A. Be prompt in providing updates and relaying any developments and information to customers.
B. Avoid any hidden fees or shipping costs showing up at the last moment.
C. Refund immediately when a customer asks for it.
D. When the issuer asks for proof to dispute a chargeback, provide it immediately.
E. Be quick in refunding a transaction when the issuer notifies you about it being a fraud.
3. Stay sharp and alert: Frauds are thefts and just like any other. To avoid them, being alert and on the lookout is the most basic and fundamental step.
A. Keep an eye out for legitimate/genuine transactions that get reported as frauds. These are called ‘friendly fraud chargebacks.’
B. Monitor all transactions without any exceptions.
C. Keep on reviewing and updating risk settings to control frauds.
D. Choose an efficient payment service that can effectively minimize frauds.
Tips for managing chargebacks, disputes and frauds:
Though chargebacks are critical, they can be a good thing for a business in the long run, if handled the right way.
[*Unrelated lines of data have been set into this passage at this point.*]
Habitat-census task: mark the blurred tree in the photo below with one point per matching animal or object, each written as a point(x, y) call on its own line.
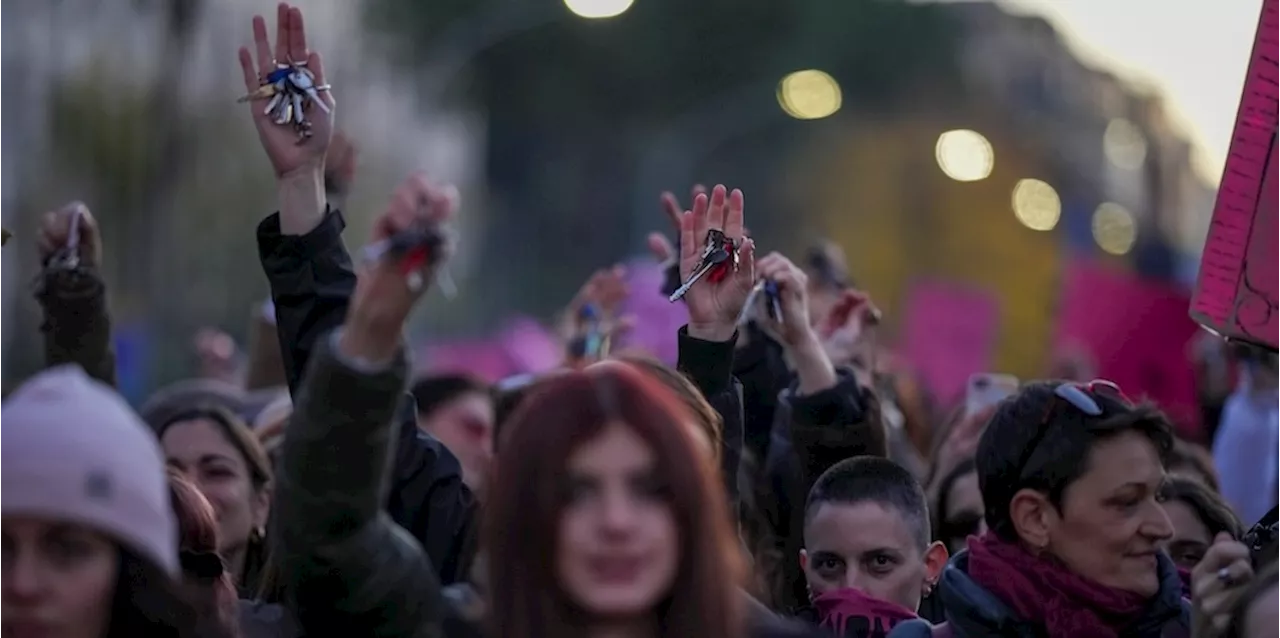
point(572, 103)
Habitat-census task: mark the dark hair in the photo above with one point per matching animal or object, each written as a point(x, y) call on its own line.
point(161, 408)
point(1208, 506)
point(1197, 458)
point(824, 264)
point(434, 391)
point(1262, 583)
point(208, 584)
point(149, 604)
point(873, 479)
point(1061, 445)
point(707, 418)
point(521, 520)
point(257, 463)
point(944, 497)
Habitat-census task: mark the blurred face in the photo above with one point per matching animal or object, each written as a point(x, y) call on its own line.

Here are some tips and tricks to manage chargeback frauds:
1. Constantly review chargebacks: Always keep a focus on chargebacks and if you find a discrepancy, report it with adequate proof. Remember, it is an ongoing process and you can’t be complacent at any point of time.
2. Set up a refund reserve: Exploring the possibility of establishing a ‘reserve fund’ can be entertained. This can be useful for sending refunds automatically in case of genuine chargebacks and refunds.
3. Fraud assessment effort: Put proper risk assessment profiles in place to ward off payment frauds such as account takeovers and refund/friendly frauds. Creating a fraud customer profile also helps.
4. Lookout for market changes: Card issuing authorities like Mastercard and VISA have suspended their ‘excessive chargeback compliance program’ for the upcoming 4 months. Under this scheme, thresholds for classifying ‘normal’ chargeback risks are defined. This means that merchants may not be flagged even when exceeding the standard ‘chargeback-to-sales’ ratio.’ This means that merchants may suffer losses due to high chargebacks.